McKibben, the Schumann Distinguished Scholar at Middlebury College and a leading activist in addressing the global warming crisis, has written his 15th book about climate change, and it’s his most impassioned, powerful, and dire one yet.  The founder of 350.org, realizing that the best way to reach Americans is via a competitive sports metaphor, characterizes human existence as a ‘game’, albeit one that is  “unimaginably deep, complex, and beautiful.  It is also endangered.

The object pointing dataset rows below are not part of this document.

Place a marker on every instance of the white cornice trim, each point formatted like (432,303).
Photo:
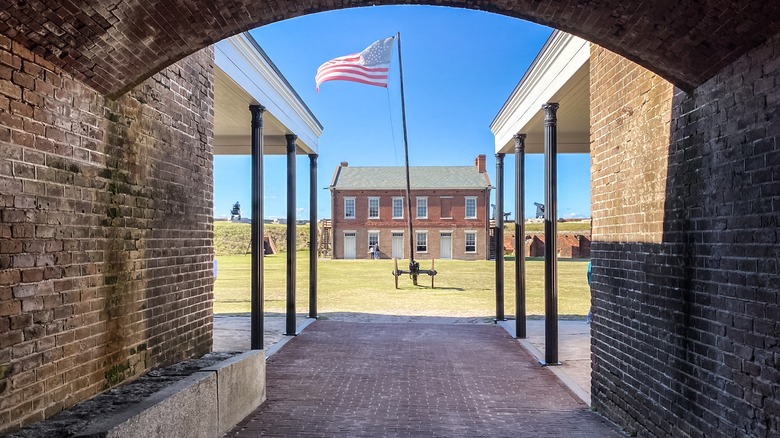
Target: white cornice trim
(560,58)
(239,58)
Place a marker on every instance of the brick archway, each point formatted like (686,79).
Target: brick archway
(113,45)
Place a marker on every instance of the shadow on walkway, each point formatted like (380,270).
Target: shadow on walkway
(426,379)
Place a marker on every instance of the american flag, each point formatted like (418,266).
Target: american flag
(370,66)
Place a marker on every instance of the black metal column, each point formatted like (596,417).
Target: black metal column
(520,311)
(499,236)
(550,234)
(291,246)
(314,243)
(257,232)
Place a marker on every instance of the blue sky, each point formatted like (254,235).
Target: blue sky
(459,68)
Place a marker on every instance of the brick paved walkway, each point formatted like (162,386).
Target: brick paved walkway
(374,380)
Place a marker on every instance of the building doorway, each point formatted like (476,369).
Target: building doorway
(349,245)
(398,245)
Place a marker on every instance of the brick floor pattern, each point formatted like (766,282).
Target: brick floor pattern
(399,380)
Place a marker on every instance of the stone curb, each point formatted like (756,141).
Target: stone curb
(206,404)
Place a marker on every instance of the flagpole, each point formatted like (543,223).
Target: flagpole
(412,265)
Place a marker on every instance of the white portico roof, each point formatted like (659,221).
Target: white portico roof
(560,73)
(244,75)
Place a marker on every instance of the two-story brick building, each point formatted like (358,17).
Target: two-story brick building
(449,207)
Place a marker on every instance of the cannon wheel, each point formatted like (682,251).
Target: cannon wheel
(396,274)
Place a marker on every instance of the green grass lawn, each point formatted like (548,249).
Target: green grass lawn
(463,288)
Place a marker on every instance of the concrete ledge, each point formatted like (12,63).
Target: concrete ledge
(187,408)
(204,405)
(240,387)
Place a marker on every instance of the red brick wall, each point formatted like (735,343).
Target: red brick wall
(434,224)
(686,287)
(105,230)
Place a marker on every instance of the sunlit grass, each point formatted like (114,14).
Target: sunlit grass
(463,288)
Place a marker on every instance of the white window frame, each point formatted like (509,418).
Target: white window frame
(466,207)
(466,241)
(417,239)
(354,210)
(395,199)
(373,198)
(417,210)
(441,203)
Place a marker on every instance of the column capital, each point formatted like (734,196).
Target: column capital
(550,110)
(519,142)
(290,142)
(257,115)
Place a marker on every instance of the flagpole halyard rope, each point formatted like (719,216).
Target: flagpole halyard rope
(412,266)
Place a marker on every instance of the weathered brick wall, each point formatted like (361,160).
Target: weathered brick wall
(105,230)
(686,205)
(434,224)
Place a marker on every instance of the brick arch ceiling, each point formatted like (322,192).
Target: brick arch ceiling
(113,45)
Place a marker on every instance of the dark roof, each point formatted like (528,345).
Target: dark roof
(422,177)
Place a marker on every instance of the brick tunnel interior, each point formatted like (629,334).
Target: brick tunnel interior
(106,137)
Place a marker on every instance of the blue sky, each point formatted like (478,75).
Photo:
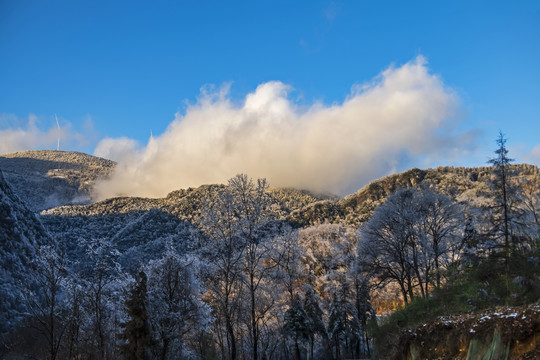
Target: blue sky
(113,69)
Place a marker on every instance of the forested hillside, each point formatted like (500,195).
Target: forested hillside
(245,271)
(45,178)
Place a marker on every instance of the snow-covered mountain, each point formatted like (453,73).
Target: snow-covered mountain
(44,179)
(21,233)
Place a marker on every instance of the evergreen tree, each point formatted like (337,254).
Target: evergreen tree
(315,317)
(501,163)
(136,330)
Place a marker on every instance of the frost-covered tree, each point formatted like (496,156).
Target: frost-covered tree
(297,324)
(47,304)
(136,331)
(315,316)
(174,302)
(410,239)
(103,283)
(237,245)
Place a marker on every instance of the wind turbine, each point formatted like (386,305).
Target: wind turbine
(58,127)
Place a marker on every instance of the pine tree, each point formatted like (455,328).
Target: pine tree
(136,332)
(501,163)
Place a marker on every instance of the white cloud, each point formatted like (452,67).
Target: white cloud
(404,113)
(533,156)
(117,149)
(25,134)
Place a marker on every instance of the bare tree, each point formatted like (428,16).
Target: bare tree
(415,233)
(46,304)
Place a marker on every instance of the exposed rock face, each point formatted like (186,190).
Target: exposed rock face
(44,179)
(501,334)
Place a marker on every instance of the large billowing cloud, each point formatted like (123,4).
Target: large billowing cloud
(24,134)
(404,114)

It is beginning to falter, even now.”  McKibben argues that after decades of progress resulting in longer life spans and better lives for billions of Earth’s citizens, the tide is turning, and we are perhaps heading for the fate of the dinosaurs, i.e. extinction.  He discusses the threats in three buckets—1) climate change and the unequal impact of its consequences worsening the global inequality that threatens our social structures, 2) artificial intelligence, and 3) genetic engineering.  In each case, the unintended negative impacts of  these potentially positive technologies (e.g. the industrial revolution resulting in the rise of carbon dioxide levels and global warming; the development of robotics and AI resulting in the dual threats of widespread unemployment and disengagement of humans from work and life itself; the tinkering with germ lines via CRISPR leading to extreme inequality with the rich designing better babies while the poor become a serf-like class) threatens the very nature of our humanity.  McKibben makes a strong case for a societal decision to take the ‘mature and scalable’ path of  consolidating our gains’ rather than pushing for ever more extreme progress.  His hope is ironically but realistically based on the positive impact of technology in the form of inexpensive, universally available solar power in combination with a social movement of non-violence and engagement of the many to overcome the greed, power, and Ayn Randian philosophy of the few.  His cautious hopefulness in the face of Trumpian climate change deniers, the power of money to influence our elections and democratic systems, and the inequality that threatens the very stability of our democracy is courageous.  I’m just not certain that it’s realistic.  This is a book worth reading, but unfortunately, it’s likely to be read only by those already convinced of the wisdom of his words while those who disagree or are ignorant will continue to read Atlas Shrugged or as in the case of Trump, nothing at all.